Tak mengherankan, sikap bearish ini memicu reaksi keras di seluruh ekosistem. Beberapa pendukung Ethereum melihat laporan Culper sebagai serangan oportunistik yang dirancang untuk mendapatkan keuntungan dari volatilitas daripada kritik seimbang terhadap fundamental. Yang lain menyoroti bahwa banyak indikator bullish jaringan, seperti aktivitas pengembang yang terus berlanjut, pertumbuhan ekosistem layer‑2, dan adopsi aplikasi terdesentralisasi, tetap kuat meskipun menghadapi tantangan ekonomi jangka pendek. Selain itu, kritikus termasuk suara yang dekat dengan Vitalik Buterin secara terbuka menolak beberapa klaim dalam laporan tersebut sebagai berlebihan atau mencari perhatian.

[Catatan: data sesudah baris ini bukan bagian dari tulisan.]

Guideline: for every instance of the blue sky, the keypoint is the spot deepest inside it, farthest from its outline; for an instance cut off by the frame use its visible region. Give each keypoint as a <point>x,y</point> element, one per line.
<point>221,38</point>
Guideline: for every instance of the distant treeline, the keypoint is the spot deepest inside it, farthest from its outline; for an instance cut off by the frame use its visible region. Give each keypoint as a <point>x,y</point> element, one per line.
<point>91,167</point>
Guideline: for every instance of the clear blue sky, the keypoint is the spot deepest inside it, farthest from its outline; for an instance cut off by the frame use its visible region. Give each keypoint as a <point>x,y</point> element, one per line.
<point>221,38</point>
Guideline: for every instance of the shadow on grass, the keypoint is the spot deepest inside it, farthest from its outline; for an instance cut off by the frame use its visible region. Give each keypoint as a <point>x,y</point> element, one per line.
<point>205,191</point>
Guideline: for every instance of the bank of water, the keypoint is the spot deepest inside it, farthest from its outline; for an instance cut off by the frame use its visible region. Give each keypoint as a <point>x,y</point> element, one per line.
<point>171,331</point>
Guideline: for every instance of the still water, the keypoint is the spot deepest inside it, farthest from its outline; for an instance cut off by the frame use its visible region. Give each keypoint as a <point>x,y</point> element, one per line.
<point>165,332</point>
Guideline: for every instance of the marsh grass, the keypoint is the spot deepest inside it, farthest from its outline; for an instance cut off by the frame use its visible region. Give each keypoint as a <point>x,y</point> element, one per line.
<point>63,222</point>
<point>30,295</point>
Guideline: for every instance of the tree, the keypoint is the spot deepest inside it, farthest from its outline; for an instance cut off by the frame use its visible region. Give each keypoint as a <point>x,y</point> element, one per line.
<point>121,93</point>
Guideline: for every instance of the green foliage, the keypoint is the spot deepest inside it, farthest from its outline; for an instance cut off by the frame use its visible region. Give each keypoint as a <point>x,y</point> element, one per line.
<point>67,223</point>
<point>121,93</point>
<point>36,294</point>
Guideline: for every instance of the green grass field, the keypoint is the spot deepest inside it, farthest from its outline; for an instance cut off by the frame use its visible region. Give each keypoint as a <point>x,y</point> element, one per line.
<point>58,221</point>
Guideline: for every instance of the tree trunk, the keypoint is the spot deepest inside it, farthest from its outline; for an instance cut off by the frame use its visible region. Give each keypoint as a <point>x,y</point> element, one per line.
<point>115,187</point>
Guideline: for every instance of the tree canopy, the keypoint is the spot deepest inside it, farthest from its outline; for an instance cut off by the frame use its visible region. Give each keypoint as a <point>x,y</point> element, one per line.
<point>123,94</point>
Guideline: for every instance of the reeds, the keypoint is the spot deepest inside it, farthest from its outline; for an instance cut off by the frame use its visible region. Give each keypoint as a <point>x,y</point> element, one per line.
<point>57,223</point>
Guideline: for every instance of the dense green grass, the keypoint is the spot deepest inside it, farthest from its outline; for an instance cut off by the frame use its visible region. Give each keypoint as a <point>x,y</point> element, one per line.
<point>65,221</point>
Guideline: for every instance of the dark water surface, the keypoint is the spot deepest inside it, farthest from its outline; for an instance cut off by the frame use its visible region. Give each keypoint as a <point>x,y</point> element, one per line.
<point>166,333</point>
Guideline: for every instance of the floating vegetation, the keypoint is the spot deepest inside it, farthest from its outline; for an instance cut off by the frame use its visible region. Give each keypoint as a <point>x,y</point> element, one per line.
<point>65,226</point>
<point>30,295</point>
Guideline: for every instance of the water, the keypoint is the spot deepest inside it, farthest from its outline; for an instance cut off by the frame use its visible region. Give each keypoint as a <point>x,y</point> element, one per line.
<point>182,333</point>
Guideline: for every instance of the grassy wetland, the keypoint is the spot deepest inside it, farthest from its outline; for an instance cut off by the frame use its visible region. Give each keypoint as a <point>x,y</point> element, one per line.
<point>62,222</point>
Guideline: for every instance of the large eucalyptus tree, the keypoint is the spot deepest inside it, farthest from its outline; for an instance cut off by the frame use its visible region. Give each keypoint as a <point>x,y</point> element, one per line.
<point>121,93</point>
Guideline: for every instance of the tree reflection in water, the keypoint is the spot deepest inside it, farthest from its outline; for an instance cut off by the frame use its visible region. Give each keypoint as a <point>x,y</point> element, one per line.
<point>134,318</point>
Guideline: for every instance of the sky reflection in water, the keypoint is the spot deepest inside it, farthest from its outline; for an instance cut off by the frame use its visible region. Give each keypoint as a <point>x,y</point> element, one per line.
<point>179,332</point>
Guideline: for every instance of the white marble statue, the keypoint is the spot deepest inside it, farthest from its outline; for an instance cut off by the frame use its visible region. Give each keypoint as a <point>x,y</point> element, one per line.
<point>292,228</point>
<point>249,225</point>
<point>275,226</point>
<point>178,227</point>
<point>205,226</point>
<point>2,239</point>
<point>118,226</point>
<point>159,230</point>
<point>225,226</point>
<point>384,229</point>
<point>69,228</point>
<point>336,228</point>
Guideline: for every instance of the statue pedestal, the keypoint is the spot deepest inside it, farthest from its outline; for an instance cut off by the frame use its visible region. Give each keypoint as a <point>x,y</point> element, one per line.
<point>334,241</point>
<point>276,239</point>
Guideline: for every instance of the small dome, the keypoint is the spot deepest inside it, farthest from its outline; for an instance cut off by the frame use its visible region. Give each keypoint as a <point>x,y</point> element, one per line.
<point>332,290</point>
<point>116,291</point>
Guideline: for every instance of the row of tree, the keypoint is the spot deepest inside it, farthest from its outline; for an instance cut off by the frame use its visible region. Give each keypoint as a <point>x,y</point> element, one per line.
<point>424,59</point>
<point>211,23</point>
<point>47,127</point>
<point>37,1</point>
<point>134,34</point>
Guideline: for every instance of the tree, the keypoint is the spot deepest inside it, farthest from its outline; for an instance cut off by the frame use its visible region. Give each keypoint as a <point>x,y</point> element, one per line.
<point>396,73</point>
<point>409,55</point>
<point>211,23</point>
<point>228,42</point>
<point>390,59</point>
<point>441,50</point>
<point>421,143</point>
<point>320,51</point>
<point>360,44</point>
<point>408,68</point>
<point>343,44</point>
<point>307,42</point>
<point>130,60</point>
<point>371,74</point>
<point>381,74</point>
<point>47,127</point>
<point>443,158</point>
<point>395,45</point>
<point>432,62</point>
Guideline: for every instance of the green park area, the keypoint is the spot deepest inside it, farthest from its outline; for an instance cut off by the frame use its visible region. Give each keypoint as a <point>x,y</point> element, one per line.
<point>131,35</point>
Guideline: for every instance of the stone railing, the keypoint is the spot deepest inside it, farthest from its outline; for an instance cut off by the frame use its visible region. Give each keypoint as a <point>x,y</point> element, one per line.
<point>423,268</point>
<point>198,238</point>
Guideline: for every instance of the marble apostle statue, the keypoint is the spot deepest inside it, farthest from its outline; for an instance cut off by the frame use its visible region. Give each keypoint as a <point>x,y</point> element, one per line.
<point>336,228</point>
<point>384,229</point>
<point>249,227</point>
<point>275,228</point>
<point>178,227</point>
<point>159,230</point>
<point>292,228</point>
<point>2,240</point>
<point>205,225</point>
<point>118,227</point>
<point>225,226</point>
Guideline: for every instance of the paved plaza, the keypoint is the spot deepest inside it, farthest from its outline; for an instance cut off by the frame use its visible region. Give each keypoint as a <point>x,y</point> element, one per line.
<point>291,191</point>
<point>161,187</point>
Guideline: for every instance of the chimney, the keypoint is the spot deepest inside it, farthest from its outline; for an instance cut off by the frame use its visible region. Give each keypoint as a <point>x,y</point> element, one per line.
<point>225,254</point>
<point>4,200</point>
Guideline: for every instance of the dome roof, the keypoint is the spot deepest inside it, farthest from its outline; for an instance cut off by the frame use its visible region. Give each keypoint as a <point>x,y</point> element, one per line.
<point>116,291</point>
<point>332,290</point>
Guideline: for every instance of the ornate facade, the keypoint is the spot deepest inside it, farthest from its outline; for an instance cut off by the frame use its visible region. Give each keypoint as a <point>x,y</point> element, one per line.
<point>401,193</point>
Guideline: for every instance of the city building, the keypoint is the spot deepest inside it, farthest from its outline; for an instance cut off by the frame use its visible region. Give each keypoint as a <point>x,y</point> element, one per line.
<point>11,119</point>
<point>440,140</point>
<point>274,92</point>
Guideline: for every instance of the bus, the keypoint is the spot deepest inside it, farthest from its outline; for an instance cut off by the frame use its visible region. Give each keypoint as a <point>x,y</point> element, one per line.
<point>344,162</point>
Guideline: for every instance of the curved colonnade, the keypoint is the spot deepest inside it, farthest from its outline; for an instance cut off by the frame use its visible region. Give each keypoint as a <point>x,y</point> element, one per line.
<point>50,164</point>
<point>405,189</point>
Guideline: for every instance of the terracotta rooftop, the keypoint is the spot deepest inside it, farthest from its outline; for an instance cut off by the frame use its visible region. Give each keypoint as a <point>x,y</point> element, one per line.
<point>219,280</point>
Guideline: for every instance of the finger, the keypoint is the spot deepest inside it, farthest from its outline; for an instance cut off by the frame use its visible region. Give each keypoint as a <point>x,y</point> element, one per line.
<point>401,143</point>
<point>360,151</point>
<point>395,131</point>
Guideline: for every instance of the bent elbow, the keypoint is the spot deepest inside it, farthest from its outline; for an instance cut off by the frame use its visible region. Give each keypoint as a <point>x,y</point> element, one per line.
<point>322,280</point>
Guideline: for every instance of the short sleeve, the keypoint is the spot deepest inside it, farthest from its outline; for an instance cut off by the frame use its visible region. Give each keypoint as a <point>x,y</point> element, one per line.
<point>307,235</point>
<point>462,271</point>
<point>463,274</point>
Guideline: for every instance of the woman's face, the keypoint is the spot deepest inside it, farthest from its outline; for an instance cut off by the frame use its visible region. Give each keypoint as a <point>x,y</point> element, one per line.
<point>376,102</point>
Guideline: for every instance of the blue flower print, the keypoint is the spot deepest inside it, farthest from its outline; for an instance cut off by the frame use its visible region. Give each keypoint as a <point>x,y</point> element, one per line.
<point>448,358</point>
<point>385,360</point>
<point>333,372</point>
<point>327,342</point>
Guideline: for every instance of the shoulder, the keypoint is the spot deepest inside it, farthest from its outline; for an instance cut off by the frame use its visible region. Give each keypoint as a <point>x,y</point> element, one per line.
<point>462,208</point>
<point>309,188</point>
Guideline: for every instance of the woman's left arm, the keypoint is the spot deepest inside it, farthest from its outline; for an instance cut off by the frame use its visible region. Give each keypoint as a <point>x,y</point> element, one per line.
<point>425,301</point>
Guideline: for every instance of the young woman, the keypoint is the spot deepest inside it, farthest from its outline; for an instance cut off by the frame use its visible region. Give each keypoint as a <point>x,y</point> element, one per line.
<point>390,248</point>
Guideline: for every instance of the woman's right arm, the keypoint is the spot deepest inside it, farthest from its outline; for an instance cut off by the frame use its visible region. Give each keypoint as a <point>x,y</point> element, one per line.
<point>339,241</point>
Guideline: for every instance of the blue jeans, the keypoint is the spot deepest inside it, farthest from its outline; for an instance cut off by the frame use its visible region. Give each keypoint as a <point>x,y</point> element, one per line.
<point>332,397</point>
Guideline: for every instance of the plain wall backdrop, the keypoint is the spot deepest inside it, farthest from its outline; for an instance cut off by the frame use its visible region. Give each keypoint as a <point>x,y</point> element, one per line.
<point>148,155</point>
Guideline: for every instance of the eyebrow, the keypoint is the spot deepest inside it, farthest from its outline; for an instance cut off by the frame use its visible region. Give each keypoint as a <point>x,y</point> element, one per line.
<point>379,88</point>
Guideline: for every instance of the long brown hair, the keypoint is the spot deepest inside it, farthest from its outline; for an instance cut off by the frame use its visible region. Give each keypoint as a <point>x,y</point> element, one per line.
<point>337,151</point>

Dari sudut pandang reaksi pasar, pengumuman Culper telah bertepatan dengan meningkatnya volatilitas dalam aksi harga ETH. Saat trader mencerna implikasi dari tesis short yang terkenal ini, Ethereum mengalami tekanan turun jangka pendek, dengan volatilitas harga yang dikonfirmasi oleh pergerakan yang lebih luas di pasar kripto selama beberapa sesi terakhir. Posisi futures leverage di ETH menunjukkan peningkatan likuidasi dan risiko, menandakan bahwa sentimen bearish telah menembus pasar spot dan derivatif. Dinamika ini menegaskan betapa pengaruh narasi risiko, terutama dari short seller institusional, dapat membentuk psikologi pasar, bahkan di pasar aset digital yang sangat likuid.

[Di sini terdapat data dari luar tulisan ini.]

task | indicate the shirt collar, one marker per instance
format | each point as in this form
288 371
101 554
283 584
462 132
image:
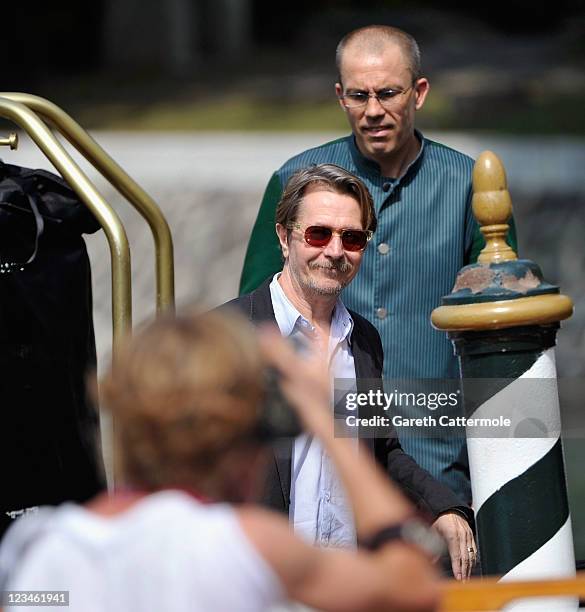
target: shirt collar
289 319
371 167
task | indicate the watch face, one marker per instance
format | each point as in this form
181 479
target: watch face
425 537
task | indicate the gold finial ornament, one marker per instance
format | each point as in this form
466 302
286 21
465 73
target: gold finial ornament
492 207
10 141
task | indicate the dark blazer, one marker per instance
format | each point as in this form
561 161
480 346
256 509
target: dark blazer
429 495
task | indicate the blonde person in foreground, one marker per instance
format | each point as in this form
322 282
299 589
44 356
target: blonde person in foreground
184 534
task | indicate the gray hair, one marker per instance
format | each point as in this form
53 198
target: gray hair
331 178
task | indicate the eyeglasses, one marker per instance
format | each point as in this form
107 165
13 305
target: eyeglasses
320 236
387 98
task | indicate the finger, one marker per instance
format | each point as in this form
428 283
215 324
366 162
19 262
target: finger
455 554
465 553
474 554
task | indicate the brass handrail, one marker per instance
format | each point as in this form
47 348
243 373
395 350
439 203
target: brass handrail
488 594
146 206
84 188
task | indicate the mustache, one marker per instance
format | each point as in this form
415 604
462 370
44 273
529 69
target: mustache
340 266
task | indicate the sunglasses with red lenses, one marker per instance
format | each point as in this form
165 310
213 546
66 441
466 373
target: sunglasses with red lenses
320 236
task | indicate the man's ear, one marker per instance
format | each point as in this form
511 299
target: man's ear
282 234
421 90
339 92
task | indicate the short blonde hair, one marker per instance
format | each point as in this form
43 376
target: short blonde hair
184 393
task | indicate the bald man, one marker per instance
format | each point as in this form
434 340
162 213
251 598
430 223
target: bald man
426 230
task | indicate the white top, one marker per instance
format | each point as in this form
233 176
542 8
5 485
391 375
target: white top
319 509
167 552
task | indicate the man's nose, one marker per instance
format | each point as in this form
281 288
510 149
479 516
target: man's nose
374 108
335 247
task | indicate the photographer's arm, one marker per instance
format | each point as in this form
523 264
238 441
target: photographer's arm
397 575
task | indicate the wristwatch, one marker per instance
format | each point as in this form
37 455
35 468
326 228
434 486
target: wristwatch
411 531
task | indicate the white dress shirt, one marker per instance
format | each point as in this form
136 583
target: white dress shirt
319 510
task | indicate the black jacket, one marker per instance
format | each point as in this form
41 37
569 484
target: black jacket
429 495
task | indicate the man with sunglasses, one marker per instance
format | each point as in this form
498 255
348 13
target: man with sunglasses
426 230
324 222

Dalam konteks yang lebih luas, #CulperResearchOpenlyShortsETH tren ini menangkap momen kontensi ideologis dan analitis di pasar kripto. Di satu sisi, skeptis menyoroti ketidaksempurnaan ekonomi, penurunan pendapatan berbasis biaya, dan perilaku jual jangka pendek sebagai alasan untuk berhati‑hati. Di sisi lain, bullish jangka panjang menekankan adopsi, skalabilitas layer‑2, dan metrik utilitas keuangan terdesentralisasi sebagai indikator kekuatan. Bentrokan antara perspektif ini menyoroti bahwa langkah arah Ethereum berikutnya mungkin sangat bergantung pada sentimen pasar dan narasi valuasi sama seperti pada perkembangan fundamental jaringan.

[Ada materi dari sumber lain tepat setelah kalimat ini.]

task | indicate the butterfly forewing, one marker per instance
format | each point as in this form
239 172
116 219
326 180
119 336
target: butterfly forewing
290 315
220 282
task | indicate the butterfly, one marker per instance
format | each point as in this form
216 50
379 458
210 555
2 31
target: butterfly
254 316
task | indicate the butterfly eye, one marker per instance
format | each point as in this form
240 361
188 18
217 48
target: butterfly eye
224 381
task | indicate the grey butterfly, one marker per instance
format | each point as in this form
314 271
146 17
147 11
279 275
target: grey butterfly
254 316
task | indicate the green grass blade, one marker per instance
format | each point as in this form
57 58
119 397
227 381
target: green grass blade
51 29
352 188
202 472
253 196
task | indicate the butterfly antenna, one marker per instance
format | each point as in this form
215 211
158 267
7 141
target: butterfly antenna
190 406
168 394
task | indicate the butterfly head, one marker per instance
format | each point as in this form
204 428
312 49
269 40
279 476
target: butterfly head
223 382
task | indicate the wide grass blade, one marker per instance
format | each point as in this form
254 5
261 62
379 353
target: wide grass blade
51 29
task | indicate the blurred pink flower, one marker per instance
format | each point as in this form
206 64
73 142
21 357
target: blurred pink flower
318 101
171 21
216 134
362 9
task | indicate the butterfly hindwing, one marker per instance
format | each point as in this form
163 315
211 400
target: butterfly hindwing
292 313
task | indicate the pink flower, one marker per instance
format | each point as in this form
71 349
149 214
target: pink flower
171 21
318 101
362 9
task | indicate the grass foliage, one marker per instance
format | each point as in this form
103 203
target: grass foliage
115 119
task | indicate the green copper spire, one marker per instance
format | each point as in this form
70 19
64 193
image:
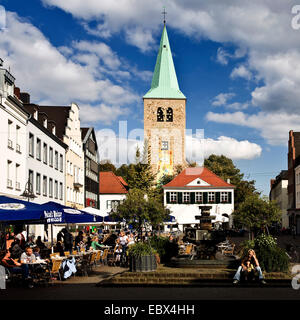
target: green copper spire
164 81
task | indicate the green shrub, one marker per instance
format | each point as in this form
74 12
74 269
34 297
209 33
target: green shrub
141 249
270 257
165 248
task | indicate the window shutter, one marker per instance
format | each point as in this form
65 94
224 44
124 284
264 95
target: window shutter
168 197
229 197
218 197
205 197
179 196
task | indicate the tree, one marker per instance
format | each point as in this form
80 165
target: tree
257 213
138 175
139 207
106 165
225 169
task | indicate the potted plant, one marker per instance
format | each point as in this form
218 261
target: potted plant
142 258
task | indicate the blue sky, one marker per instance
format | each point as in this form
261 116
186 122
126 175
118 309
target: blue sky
237 64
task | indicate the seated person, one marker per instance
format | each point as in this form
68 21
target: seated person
28 256
95 245
249 264
16 249
118 253
59 248
40 243
14 266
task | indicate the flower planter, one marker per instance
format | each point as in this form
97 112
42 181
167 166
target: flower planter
142 263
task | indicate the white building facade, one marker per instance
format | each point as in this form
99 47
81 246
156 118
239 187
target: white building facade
189 191
13 123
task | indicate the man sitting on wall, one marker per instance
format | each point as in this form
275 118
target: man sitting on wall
249 264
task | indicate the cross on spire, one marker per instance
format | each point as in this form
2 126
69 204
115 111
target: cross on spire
164 13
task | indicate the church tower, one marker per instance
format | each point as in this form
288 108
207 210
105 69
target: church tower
164 115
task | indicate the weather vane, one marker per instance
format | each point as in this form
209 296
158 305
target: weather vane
164 13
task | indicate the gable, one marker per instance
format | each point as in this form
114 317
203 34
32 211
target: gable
198 183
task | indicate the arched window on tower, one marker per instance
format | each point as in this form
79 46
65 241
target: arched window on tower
170 115
160 114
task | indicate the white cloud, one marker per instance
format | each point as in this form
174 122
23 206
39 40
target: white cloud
260 30
241 72
222 98
272 127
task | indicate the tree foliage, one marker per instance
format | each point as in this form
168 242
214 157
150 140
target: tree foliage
257 213
225 169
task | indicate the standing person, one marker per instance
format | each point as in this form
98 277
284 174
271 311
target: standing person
68 240
123 241
249 263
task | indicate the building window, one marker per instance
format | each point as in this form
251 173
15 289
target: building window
45 186
108 204
61 163
211 197
61 191
9 134
186 197
56 189
38 183
173 197
30 179
18 147
9 178
224 197
50 157
38 149
160 115
199 197
56 160
45 153
18 185
169 115
164 145
31 144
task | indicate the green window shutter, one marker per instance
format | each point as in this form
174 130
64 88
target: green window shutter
179 196
205 197
168 197
229 197
218 197
192 197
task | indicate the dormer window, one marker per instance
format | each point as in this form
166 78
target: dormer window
160 115
170 115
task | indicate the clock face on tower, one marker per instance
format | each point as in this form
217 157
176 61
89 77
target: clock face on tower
160 115
170 115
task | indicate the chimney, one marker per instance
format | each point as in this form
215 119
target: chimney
25 97
17 92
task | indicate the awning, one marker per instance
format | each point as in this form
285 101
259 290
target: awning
12 210
55 213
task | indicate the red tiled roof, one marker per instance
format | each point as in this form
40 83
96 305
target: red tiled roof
123 181
109 183
190 174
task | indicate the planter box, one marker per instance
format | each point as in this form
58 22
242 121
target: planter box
142 263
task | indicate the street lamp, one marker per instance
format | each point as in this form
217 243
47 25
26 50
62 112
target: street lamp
28 192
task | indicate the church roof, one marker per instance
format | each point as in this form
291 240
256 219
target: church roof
164 81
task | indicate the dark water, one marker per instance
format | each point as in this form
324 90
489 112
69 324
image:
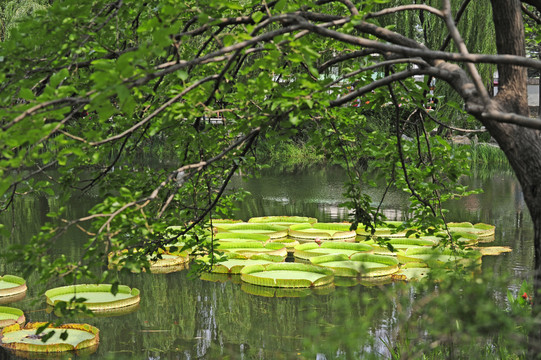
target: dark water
184 318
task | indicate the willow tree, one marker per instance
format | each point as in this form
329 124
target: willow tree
89 88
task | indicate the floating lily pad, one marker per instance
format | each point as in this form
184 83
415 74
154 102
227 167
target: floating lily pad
308 250
159 263
283 220
439 256
479 229
238 237
248 249
273 231
322 231
364 265
98 296
412 271
387 229
226 221
267 291
235 265
289 275
492 250
288 243
12 288
80 336
10 316
397 244
376 265
343 281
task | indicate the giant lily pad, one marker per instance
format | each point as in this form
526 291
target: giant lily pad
248 249
308 250
376 265
238 237
12 288
439 256
398 244
387 229
492 250
288 243
10 316
412 271
98 296
288 275
364 265
274 231
267 291
322 231
80 336
235 265
479 229
164 262
282 220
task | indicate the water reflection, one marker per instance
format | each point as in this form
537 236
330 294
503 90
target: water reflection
188 318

Akhirnya, langkah Culper untuk secara terbuka melakukan short ETH penting bukan hanya karena potensi dampaknya terhadap harga, tetapi juga karena menegaskan perdebatan yang lebih dalam di komunitas kripto: apakah Ethereum pasca-Fusaka cukup tangguh untuk mempertahankan insentif ekonomi jangka panjang, atau apakah tokenomics saat ini memang mengandung tantangan struktural yang dapat membebani adopsi dan harga dari waktu ke waktu. Analis, investor, dan peserta akan memantau dengan cermat untuk melihat apakah narasi bearish ini akan mendapatkan daya tarik, atau justru memicu reli kontra dalam kepercayaan dan permintaan.